10/21/2011 01:15 am ET Updated Feb 02, 2016

Gender Anti-Anxiety Medication

Recently my brother was chatting with someone and mentioned his sister and that she's transgender. The first question this person asked upon hearing this information was, "Has she had the full surgery yet?" By "the full surgery" this person meant bottom surgery. They basically were asking my brother to talk about his sister's genitalia. Not surprisingly, my brother wasn't really comfortable talking about his sister's genitals, nor would I be comfortable talking about my brother's. Ew!

But I suspect no one would ask me to talk about my brother's sex organs. If they did, God forbid, it likely wouldn't be the first question they asked me about him. This is because my brother doesn't identify as transgender. Yet it has been my experience that many people have no problem asking transgender people and the people in our lives about what's going on between our legs as soon as they hear we are trans.

I have been asking myself for years how we as a society can have conversations with and about trans people that don't go right to objectifying questions and comments about our bodies, surgery and specifically our genitalia. I am fine discussing the specifics of my medical transition with close friends and family. But it's not the first thing I want to talk about when meeting a stranger. I have often said the information about what's going on between my legs is only really relevant to someone I might be dating, or to a health care professional who is providing me with medical treatment. Outside these circumstances, if we want to know what's going on in a trans person's underwear, I feel it's really important that we interrogate why we want to know.

I would like to think I am pretty evolved when it comes to thinking about gender in a sophisticated and nuanced way. But just as black folks can internalize the values and belief systems of a racist society and turn those values onto ourselves and each other, so, too, can trans folks internalize the beliefs and value systems of a transphobic and gender-binary-oppressive social structure. For example, I have found myself in situations wondering about the bottom surgical status of trans folks I don't know. It doesn't happen often, but the last time it did, I was talking to a friend about a trans woman she knew. I noticed I had the impulse to ask her about her friend's surgical status, but instead of asking, I decided to sit with the feelings underneath that impulse. I am not saying we shouldn't be curious and ask questions; rather, I am suggesting that maybe sometimes we should turn that curiosity onto ourselves and ask ourselves probing questions about our own motivations.

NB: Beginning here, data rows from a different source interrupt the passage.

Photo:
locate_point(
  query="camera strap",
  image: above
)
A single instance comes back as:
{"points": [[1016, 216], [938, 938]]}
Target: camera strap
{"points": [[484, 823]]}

As I sat with the feelings underneath the impulse I had to ask what was going on between the legs of someone I didn't know, didn't want to date or share vital health care information with about a potentially shared experience, I noticed a tremendous amount of anxiety came up for me. I asked myself, "Why am I feeling anxious?" Then I realized that when I meet someone whom I don't know or perceive to be trans, I tend to make certain unconscious assumptions about their bodies. For example, when I meet someone whom I perceive to be a nontransgender man, I tend to assume he has a penis. We've basically been taught as a society to make those kinds of assumptions. But I simply can't make those same assumptions when I meet someone or hear of someone whom I know is transgender. Now, if I were experiencing a certain kind of anxiety -- I, Ms. "Gender-Evolved" when it comes to being able to not make certain assumptions about gendered bodies -- I wondered if other people, too, might be experiencing a similar anxiety around these issues, whether they are transgender or not.

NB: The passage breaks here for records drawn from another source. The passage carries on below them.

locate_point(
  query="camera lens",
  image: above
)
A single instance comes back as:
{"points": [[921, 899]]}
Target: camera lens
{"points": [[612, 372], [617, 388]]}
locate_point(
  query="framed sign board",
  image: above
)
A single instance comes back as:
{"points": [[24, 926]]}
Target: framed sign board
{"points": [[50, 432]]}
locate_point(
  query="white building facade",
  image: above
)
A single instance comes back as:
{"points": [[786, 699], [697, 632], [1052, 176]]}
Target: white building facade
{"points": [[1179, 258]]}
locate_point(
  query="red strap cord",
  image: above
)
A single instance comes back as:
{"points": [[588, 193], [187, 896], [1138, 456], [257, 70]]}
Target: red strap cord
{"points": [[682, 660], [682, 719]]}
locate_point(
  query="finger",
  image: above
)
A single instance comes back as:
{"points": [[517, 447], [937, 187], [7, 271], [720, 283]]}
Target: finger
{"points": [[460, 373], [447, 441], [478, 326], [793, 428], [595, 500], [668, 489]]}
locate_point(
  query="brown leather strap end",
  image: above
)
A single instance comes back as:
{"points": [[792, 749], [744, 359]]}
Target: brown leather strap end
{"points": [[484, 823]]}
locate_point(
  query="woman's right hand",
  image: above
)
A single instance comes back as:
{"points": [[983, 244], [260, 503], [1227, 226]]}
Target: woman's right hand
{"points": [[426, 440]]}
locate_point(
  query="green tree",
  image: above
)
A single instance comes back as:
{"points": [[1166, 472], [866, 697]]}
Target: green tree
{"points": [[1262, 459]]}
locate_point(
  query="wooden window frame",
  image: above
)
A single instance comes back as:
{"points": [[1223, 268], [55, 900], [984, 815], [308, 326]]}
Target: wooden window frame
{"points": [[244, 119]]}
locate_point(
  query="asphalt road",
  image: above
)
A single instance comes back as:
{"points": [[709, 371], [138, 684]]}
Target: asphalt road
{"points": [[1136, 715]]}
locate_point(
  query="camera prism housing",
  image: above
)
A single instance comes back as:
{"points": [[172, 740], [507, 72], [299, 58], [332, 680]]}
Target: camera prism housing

What if our entire culture, our entire society is experiencing a collective gender anxiety? What if? What if the only way society calms that anxiety is by trying to restore the mythical "order" of the gender binary by objectifying and stigmatizing transgender and gender-nonconforming people? What if society is trying to sooth that anxiety by making sure transgender folks don't have employment or protections against employment discrimination? What if our society is acting out its collective gender anxiety through the pervasive violence so many trans people, particularly trans people of color, find ourselves the victims of? What if?

What if all this were true? What would be the collective gender anti-anxiety medication we could all take so that transgender and gender-nonconforming people wouldn't constantly find ourselves objectified, stigmatized, dehumanized, disenfranchised or dead? The first step I think would be admitting that we have a problem. Medical transition is essential for the health and well-being of transsexual people. For me it was a matter of life or death. But reducing trans folks to our bodies, what surgeries we have or haven't had, talking trans in ways that merely act out our own gender anxiety doesn't get to the heart of why we are anxious about gender in the first place. If each of us can sit with our own gender anxiety, meditate on it, ask ourselves questions about it, stay curious about it, we might just gain valuable and liberating insights about it for ourselves and for the world around us.